I’m pathetic, I know. I’m not even thirty and I’m just too tired for most things. Most humans I think reach the classic, “F*ck it” point when they hit retirement. For the moment, I’m already there. For the longest time, there were so many rules for everything. I wouldn’t go to bed unless everything was in its place, my homework was caught up, my social networking was caught up and errands run.

Now, my only real motivation to keep things nice and orderly on a daily basis is my husband. It’s unfortunate because it all conflicts. On one hand I have my need for freedom to let things go, not to be stressed out about the small stuff and give myself a break. Tell myself it’s okay if I don’t do laundry until the weekend or if I forget to brush my teeth before bed, not to get out of bed at midnight and brush them. It is hard working full-time and being a home maker. One the other hand, I desperately want to be a good wife. I want to create as little stress as possible for my husband, who is dealing with so much military stuff it’s a wonder he is given enough time off to sleep in his own bed, much less carry on a conversation with his wife.

And yet, since even if I was in my time management efficiency mode I know I couldn’t do everything, much less begin to ponder the idea of having a hobby. Regardless, I have basic things to do before work, which sadly won’t be enough to relieve stress from my husband when he gets home. It’s not like saying I didn’t get home until six thirty really works as an excuse for a military man. ;)

Monday, June 16, 2008

Why the bandwagon idea only works in advertising...
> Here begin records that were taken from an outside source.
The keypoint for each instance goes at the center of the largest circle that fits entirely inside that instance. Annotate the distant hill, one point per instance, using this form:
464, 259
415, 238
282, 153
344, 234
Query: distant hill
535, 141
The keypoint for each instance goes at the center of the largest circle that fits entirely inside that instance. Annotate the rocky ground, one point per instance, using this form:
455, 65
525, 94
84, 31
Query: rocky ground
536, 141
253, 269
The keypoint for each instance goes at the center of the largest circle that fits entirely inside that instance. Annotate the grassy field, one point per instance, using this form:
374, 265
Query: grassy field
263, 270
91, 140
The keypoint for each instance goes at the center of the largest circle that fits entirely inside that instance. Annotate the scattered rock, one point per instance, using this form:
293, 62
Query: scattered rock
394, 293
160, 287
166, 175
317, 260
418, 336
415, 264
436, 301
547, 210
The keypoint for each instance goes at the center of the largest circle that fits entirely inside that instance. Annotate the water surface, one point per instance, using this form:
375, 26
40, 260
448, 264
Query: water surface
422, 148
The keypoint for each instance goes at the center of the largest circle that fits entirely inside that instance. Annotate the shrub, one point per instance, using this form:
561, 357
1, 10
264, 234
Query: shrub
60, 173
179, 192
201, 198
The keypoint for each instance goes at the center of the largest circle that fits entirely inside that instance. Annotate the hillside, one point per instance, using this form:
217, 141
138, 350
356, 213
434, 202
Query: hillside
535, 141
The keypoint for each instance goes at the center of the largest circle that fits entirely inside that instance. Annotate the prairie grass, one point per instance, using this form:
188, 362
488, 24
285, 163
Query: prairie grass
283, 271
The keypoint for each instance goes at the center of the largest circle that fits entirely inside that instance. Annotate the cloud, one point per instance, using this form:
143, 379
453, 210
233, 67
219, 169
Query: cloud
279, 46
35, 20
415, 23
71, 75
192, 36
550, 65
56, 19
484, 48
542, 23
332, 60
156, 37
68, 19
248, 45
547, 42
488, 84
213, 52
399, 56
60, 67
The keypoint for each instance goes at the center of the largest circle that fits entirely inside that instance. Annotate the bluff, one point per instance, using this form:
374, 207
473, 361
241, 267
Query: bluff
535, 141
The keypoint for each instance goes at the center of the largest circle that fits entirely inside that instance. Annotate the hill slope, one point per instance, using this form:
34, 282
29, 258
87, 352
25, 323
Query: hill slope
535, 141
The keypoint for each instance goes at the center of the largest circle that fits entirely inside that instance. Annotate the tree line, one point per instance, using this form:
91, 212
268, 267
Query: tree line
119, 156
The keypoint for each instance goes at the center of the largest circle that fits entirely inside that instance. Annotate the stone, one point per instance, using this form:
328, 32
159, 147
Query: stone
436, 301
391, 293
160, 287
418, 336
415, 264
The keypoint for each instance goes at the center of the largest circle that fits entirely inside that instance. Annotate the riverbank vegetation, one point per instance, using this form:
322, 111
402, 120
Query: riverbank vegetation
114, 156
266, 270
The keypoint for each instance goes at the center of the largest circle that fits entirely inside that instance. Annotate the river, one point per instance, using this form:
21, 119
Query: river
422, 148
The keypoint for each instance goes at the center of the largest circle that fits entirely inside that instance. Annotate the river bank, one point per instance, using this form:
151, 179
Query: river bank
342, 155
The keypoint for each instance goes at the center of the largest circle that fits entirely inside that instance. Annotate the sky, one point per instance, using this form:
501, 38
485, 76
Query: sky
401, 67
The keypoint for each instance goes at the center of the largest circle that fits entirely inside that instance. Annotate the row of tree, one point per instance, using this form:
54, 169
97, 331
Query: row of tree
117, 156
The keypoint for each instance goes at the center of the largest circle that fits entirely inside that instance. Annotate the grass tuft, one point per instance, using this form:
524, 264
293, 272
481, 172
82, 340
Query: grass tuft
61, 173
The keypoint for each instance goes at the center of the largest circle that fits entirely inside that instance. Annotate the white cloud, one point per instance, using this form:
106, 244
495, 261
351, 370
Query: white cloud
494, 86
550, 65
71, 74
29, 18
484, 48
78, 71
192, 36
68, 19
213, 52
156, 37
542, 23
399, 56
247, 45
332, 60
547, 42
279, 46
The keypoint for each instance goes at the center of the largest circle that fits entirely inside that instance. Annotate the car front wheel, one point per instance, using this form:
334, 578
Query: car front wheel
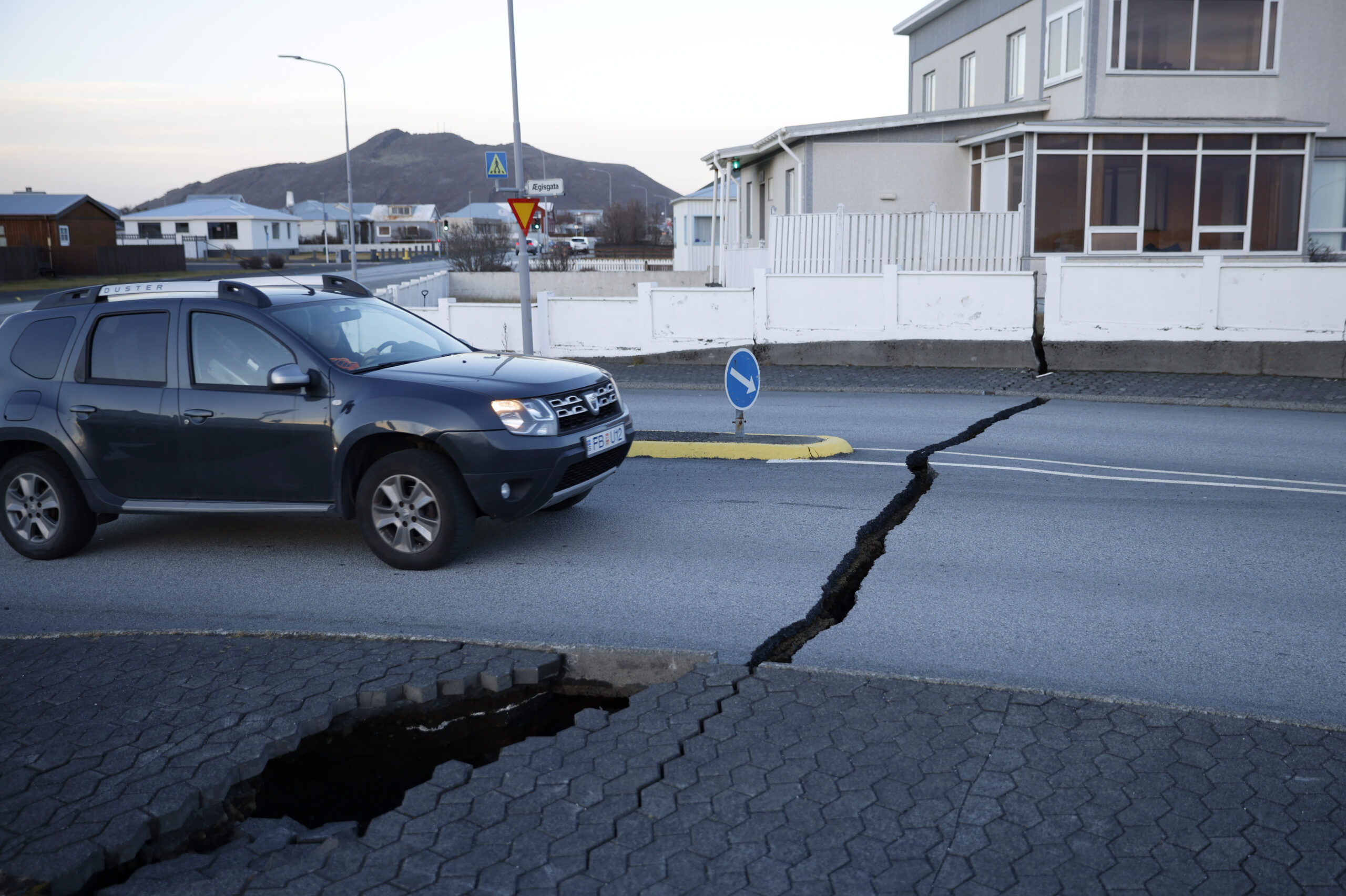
46, 516
414, 510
Why is it that when I bring up a problem or complain to someone of a higher authority, someone who could actually fix the problem, I am told that I'm not the only one who has brought this up? Why do people think this would make me feel better? If anything, it causes me to question whether I should trust them or believe they are in control of the situation. Maybe I should follow up that comment with a question like, "How many people have talked to you about this?" If the answer is more than ten, I should really worry. But, in my opinion, if it's more than one, then they're not doing their job, or they don't care, in either which case, there is something fishy that lurks there.